The effectiveness of a new first-in-class
antibiotic,
tigecycline (
glycylcycline), was evaluated during the early dissemination (1 week), early immune (3 weeks), or late persistent (4 months) phases of
Borrelia burgdorferi infection in C3H mice. Mice were treated with high or low doses of
tigecycline, saline (negative-effect controls), or a previously published regimen of
ceftriaxone (positive-effect controls).
Infection status was assessed at 3 months
after treatment by culture, quantitative ospA real-time PCR, and subcutaneous
transplantation of joint and heart tissue into SCID mice. Tissues from all saline-treated mice were culture and ospA PCR positive, tissues from all
antibiotic-treated mice were culture negative, and some of the tissues from most of the mice treated with
antibiotics were ospA PCR positive, although the
DNA marker load was markedly decreased compared to that in saline-treated mice.
Antibiotic treatment during the early stage of
infection appeared to be more effective than treatment that began during later stages of
infection.

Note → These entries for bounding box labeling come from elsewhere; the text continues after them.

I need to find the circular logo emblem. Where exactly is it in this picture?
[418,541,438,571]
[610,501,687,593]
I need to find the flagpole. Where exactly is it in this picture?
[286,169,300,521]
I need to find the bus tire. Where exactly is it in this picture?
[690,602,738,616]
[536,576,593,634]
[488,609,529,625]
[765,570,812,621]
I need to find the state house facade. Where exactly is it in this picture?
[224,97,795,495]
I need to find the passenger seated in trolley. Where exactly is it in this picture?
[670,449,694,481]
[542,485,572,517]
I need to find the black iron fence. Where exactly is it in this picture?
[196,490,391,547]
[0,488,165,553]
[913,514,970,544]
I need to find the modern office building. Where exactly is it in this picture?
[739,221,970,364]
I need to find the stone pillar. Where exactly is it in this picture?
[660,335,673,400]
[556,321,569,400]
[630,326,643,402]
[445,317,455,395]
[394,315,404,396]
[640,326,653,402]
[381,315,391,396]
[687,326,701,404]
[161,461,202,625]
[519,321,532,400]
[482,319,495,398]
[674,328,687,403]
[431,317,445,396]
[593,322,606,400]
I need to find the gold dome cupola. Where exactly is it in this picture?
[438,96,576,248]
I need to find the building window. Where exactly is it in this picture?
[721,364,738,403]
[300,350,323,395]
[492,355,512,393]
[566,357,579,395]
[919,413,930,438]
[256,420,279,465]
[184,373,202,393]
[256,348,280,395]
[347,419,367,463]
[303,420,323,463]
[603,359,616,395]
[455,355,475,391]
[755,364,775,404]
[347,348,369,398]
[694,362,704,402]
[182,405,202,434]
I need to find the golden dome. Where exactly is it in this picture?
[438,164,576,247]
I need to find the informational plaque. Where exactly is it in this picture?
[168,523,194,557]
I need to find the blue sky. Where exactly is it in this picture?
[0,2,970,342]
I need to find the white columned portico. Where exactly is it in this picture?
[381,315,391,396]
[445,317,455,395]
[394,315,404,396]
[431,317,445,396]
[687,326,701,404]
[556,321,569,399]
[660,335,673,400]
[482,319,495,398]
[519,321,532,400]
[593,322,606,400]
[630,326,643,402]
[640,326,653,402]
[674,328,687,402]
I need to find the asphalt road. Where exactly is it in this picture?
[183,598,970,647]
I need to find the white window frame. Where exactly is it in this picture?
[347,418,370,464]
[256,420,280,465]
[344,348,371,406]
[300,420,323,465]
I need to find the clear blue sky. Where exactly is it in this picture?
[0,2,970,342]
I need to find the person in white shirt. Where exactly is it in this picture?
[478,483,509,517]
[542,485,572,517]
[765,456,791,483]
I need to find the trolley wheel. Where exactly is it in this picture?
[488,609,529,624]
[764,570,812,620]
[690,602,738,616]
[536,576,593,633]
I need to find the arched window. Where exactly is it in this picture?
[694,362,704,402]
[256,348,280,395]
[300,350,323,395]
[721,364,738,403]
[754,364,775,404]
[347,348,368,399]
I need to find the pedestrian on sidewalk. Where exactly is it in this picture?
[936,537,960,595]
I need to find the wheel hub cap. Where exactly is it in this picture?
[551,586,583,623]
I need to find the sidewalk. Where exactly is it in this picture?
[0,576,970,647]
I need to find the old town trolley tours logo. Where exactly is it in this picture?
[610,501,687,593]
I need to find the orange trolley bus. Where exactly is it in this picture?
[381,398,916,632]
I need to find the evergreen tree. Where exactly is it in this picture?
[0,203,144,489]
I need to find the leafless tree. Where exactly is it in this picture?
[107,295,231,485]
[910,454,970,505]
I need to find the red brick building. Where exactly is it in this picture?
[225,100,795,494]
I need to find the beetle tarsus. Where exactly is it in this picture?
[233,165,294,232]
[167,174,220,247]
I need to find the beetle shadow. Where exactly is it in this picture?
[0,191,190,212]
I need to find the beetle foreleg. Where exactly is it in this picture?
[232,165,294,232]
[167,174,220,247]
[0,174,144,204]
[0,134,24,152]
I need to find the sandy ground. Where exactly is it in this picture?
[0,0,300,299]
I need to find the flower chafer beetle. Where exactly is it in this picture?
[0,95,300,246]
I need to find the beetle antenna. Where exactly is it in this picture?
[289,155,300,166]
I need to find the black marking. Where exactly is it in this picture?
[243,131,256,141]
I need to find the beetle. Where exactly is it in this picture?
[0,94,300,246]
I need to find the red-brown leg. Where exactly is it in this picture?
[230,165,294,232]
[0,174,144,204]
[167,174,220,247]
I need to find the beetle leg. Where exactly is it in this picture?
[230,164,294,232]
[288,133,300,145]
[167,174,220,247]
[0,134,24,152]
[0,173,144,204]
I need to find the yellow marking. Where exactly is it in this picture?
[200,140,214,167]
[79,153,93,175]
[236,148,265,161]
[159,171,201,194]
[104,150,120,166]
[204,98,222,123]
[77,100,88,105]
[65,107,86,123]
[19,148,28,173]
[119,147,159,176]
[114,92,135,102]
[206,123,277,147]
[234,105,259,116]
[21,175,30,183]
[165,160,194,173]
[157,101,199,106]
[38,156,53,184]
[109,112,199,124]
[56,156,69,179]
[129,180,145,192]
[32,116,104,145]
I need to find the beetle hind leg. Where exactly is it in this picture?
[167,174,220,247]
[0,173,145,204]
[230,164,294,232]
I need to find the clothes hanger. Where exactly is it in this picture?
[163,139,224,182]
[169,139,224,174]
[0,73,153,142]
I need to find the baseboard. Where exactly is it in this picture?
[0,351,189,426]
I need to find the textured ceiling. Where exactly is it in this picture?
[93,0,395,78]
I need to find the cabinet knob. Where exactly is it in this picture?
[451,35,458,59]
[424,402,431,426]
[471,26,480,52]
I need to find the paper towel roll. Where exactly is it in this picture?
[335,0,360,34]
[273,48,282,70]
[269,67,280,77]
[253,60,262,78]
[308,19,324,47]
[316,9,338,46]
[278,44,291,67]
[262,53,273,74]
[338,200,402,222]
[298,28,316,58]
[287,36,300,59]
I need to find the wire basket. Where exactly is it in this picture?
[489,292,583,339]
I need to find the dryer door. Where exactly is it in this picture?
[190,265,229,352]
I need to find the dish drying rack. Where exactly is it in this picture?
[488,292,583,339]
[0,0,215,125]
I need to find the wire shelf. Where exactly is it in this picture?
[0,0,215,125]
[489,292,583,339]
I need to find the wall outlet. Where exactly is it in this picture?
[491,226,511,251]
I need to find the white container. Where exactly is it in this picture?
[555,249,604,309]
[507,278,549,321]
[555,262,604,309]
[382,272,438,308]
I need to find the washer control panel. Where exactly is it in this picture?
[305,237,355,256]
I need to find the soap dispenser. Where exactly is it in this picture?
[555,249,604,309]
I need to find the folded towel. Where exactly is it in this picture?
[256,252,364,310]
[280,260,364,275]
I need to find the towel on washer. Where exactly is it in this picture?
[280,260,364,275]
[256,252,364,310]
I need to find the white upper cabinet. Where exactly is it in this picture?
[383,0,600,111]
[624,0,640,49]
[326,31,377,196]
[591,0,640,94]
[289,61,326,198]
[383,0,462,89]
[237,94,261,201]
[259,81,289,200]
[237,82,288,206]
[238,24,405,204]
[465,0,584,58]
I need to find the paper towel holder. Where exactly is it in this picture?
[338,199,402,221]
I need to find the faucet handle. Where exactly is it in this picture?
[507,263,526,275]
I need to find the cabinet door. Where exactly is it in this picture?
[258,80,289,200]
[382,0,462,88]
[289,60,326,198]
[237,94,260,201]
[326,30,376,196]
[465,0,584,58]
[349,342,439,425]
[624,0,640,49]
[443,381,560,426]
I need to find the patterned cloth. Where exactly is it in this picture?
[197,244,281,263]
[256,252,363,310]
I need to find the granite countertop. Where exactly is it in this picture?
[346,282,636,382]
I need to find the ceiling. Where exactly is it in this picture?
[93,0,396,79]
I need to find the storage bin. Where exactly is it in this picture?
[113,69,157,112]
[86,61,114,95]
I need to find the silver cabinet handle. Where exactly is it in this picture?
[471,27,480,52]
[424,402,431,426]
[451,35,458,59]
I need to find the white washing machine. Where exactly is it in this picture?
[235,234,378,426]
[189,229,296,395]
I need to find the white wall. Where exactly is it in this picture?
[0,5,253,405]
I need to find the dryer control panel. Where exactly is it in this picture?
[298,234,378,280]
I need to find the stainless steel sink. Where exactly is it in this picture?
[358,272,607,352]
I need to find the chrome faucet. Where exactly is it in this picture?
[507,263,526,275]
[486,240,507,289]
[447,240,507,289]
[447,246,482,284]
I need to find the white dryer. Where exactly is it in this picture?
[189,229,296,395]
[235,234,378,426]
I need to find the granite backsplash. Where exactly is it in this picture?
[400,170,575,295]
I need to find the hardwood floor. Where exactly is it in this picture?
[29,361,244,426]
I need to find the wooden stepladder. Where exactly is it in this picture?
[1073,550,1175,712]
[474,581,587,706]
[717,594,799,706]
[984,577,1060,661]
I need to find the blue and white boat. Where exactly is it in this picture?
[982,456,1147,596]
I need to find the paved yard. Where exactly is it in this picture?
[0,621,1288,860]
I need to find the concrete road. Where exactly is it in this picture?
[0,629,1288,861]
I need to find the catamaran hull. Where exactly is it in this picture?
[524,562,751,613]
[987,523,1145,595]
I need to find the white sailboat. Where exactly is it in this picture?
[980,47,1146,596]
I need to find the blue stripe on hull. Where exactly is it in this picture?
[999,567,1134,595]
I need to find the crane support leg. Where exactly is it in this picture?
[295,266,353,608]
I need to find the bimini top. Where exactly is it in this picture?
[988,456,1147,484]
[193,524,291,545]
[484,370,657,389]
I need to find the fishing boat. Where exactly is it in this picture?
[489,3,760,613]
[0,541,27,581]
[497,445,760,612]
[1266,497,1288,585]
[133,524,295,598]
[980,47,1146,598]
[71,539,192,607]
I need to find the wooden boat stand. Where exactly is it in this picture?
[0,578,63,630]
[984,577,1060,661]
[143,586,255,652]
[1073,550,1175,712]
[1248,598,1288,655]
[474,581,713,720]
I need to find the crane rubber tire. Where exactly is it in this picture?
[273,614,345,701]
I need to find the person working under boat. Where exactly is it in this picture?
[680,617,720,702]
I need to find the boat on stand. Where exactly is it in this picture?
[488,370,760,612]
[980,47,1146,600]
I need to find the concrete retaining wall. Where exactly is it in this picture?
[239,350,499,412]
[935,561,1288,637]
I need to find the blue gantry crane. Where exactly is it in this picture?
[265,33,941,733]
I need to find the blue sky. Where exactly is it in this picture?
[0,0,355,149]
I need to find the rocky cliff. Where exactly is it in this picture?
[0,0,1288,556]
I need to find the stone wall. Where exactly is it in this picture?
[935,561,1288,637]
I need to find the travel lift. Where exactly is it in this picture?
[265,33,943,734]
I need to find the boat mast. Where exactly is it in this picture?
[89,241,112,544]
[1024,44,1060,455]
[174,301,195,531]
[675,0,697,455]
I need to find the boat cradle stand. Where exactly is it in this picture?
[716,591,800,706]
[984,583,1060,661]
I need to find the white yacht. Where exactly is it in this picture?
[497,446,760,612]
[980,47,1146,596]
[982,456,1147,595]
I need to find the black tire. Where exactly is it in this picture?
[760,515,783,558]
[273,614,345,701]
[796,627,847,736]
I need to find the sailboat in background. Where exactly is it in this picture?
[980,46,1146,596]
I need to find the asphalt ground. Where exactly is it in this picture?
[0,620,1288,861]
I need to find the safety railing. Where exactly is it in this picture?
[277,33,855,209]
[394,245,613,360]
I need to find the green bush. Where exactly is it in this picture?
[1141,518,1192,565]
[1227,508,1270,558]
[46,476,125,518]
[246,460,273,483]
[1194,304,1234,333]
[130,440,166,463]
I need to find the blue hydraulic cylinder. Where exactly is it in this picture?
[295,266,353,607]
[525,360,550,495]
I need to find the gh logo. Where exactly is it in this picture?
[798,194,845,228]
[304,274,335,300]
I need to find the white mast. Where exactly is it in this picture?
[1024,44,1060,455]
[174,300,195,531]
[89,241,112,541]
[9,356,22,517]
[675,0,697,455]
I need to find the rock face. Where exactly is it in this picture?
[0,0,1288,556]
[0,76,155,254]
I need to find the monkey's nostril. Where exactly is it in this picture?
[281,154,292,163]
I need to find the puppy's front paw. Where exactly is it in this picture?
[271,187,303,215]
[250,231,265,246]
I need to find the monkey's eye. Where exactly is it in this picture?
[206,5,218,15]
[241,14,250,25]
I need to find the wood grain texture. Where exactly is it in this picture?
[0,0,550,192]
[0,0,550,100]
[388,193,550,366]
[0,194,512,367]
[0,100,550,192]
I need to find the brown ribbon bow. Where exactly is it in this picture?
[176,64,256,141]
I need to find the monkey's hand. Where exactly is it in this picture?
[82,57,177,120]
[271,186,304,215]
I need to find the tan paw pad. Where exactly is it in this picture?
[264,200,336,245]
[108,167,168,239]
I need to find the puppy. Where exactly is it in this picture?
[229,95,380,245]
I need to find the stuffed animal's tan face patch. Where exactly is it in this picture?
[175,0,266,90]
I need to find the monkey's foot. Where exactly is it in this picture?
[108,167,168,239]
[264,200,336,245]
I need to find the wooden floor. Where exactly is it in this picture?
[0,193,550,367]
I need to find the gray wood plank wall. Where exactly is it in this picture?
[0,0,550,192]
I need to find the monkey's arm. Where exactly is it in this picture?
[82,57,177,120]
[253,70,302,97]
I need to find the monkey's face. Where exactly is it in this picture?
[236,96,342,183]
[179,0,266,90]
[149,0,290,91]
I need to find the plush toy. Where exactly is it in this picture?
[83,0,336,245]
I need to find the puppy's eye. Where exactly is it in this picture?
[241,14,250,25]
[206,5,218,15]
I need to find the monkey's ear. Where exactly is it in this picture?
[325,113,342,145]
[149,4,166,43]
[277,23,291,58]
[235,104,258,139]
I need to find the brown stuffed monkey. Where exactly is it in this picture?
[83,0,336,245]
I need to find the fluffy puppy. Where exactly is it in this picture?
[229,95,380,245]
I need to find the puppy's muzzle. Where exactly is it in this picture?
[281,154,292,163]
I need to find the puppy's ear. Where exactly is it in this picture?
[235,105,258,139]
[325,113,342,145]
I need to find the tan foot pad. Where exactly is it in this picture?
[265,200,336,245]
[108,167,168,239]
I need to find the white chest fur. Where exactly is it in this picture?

The viability of noncultivable spirochetes in
antibiotic-treated mice (demonstrable by PCR) was confirmed by
transplantation of tissue allografts from treated mice into SCID mice, with dissemination of spirochetal
DNA to multiple recipient tissues, and by xenodiagnosis, including acquisition by ticks, transmission by ticks to SCID mice, and survival through molting into nymphs and then into adults. Furthermore, PCR-positive heart base tissue from
antibiotic-treated mice revealed
RNA transcription of several B. burgdorferi genes. These results extended previous studies with
ceftriaxone, indicating that
antibiotic treatment is unable to clear persisting spirochetes, which remain viable and infectious, but are nondividing or slowly dividing.